The car was much bigger than the Golf referred to above, and would swallow passengers and loads. It was really quite wide, and I lost three passenger door mirrors over the years because I never quite appreciated just how wide it was once the mirror was added.
Good training for my later cars, which (with mirrors) are apparently wider than an XJ6!
I love summer in England…everyone in sweaters and jackets, overcast, everything brilliantly green.
“Cowley (or BMW Plant Oxford as we are asked to call it) is the only currently active car manufacturing site in the UK which was building cars before 1939.”
Sure about that?
Vauxhall has been making cars in Luton since 1905, and still makes trucks there. Or do you mean the same ACTUAL factory that has existed since before 1939? I know the Vauxhall plant is newer than that, but continuous manufacturing has gone on there since 1905. While looking this up I was surprised to learn that Ford no longer makes ANY cars in old Blighty, just R&D, engines and transmissions, the last UK made Ford was a Transit van which rolled of the end of the Southampton line in 2013, ending 100 years of Ford production in the UK.
My sisters Holden Vectra was a rebadged Vauxhall built in Elsemere, Holden on the grille on the radiator shut panel Vauxhall motors and anothe plate with Opel AG it certainly got around.
Would Morgan have moved to a new factory after WW2?
Off-topic, I know, but I love the way postcards of old factories always showed smoke coming out the stacks-a sign of industry and progress; a very good thing. Now it means unregulated air pollution, and is likely to start an argument about the existence of man-made global climate change. Sigh.
There was a great smog in London in 1952 and another one 10 years later which I remember that eventually covered the whole country.Today there’s probably not enough factories left to cause smog!
Some nice cars, and a nice history lesson for us Yanks. Thanks Roger!

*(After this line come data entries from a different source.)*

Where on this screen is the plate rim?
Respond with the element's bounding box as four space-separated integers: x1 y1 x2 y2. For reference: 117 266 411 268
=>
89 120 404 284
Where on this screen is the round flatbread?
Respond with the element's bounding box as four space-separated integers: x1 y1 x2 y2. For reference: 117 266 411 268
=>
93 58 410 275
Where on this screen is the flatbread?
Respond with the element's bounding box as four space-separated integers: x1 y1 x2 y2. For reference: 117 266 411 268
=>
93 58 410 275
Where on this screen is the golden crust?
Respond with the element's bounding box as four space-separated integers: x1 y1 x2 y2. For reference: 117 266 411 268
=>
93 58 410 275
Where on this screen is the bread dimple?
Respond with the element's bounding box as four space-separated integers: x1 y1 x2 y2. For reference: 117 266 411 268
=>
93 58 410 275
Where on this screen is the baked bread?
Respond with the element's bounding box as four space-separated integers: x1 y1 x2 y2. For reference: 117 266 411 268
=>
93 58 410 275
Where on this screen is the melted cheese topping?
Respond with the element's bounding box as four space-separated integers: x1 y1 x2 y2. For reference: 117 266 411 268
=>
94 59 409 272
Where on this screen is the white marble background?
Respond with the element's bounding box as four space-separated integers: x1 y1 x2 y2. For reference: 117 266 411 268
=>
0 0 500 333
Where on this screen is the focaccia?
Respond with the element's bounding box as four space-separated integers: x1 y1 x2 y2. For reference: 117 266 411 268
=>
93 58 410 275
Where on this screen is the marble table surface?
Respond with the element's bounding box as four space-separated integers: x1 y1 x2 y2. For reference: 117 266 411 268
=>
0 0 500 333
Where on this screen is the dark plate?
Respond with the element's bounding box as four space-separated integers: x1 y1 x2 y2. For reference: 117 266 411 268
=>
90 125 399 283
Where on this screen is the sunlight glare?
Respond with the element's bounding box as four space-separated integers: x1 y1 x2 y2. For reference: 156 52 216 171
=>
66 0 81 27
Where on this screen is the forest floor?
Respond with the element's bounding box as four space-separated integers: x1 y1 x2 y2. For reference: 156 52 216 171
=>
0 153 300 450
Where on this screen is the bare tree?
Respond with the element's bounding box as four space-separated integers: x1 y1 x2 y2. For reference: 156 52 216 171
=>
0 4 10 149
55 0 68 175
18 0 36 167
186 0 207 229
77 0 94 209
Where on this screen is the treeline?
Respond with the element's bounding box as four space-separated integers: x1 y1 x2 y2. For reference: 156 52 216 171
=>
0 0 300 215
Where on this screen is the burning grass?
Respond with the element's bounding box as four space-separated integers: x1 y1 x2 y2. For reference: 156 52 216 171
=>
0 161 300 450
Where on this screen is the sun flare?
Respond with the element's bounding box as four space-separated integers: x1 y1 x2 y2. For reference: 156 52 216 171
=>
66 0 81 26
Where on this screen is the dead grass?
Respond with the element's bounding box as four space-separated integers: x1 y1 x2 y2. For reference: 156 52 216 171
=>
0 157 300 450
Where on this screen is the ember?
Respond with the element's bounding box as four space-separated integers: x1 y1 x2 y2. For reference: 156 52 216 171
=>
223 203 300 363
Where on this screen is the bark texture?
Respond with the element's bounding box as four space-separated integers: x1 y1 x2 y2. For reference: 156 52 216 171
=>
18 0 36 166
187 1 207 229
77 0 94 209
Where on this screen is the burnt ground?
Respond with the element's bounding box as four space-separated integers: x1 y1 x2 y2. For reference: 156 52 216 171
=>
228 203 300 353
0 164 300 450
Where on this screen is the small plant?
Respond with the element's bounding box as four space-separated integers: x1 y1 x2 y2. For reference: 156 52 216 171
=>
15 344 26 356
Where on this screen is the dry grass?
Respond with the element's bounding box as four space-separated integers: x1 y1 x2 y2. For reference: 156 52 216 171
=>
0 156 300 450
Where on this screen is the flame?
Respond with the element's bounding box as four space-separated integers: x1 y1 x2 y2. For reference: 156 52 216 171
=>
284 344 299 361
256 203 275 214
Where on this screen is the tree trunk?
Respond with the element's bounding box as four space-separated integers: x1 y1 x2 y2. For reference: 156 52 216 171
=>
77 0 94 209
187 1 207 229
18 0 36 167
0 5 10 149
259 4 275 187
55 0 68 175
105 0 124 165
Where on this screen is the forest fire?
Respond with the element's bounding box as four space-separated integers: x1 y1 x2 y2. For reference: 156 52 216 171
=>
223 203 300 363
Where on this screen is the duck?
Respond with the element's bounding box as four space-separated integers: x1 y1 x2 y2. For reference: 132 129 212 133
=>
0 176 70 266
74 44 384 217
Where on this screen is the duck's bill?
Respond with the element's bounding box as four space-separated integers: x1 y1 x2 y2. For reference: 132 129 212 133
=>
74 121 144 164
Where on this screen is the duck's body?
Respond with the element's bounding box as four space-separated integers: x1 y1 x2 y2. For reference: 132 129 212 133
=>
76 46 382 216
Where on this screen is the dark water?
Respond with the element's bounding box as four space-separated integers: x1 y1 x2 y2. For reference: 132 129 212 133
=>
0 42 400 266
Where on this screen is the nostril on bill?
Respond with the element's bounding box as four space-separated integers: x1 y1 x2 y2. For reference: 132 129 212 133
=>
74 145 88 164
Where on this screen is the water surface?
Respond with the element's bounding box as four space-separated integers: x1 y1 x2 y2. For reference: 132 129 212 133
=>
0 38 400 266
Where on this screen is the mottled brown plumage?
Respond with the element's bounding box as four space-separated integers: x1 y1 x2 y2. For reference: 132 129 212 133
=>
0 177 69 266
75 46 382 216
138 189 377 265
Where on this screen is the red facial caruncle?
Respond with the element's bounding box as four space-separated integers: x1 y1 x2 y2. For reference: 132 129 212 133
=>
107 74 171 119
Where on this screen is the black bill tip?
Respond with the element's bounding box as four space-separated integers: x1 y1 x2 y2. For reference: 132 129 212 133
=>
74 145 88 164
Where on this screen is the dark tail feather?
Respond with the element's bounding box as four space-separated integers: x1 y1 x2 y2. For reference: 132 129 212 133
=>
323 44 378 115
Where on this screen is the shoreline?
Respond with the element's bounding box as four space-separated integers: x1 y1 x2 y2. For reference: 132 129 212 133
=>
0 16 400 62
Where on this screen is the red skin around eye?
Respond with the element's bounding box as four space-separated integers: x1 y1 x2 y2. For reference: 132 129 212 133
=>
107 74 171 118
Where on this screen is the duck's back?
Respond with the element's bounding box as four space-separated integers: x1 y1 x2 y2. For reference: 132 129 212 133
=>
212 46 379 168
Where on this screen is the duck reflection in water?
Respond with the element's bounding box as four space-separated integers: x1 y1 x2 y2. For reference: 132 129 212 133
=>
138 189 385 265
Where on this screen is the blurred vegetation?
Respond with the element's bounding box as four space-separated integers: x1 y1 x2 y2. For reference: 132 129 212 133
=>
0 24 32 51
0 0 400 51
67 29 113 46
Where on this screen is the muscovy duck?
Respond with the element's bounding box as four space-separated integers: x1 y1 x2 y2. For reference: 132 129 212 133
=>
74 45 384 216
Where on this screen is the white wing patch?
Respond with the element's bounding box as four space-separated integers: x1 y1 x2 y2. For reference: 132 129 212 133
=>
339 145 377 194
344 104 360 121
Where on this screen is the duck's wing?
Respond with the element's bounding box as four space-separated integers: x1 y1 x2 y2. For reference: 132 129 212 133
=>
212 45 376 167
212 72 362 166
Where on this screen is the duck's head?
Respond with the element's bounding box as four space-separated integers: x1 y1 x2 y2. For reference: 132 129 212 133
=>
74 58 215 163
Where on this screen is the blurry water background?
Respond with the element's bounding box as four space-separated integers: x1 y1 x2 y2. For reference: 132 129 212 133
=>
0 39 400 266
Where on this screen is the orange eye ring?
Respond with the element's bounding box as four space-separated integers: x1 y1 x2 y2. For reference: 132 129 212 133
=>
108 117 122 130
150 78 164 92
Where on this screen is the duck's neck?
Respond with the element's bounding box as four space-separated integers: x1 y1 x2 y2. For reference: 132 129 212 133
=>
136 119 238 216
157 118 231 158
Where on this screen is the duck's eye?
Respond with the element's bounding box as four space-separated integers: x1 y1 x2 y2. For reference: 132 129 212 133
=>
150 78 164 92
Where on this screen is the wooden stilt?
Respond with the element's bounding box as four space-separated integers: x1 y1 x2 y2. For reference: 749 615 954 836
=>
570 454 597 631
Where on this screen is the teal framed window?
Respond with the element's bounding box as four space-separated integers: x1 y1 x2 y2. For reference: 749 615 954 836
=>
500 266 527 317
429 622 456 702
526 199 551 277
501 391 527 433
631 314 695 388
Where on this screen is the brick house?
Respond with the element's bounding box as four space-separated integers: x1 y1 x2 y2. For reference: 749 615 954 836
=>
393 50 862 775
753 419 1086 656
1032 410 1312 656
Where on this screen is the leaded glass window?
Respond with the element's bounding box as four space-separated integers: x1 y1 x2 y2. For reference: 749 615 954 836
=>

After I wrote-off my first Mini in about 1970, and whilst I was rebuilding it, I bought a 1955 Morris Oxford, exactly like the one above, POW 850, to run about in. It cost me £10 and had a Gold Seal (reconditioned) engine, red leather seats and was built like a tank. Apart from the fact that it was like being in a ship on high seas when negotiating roundabouts, it was an excellent runner, albeit rather thirsty. A VW Beetle ran into the back of it at traffic lights one day – the rear overrider planted itself in the nose of the Beetle leaving a healthy dent in the VW and not a scratch on the Oxford. Sold it for £15.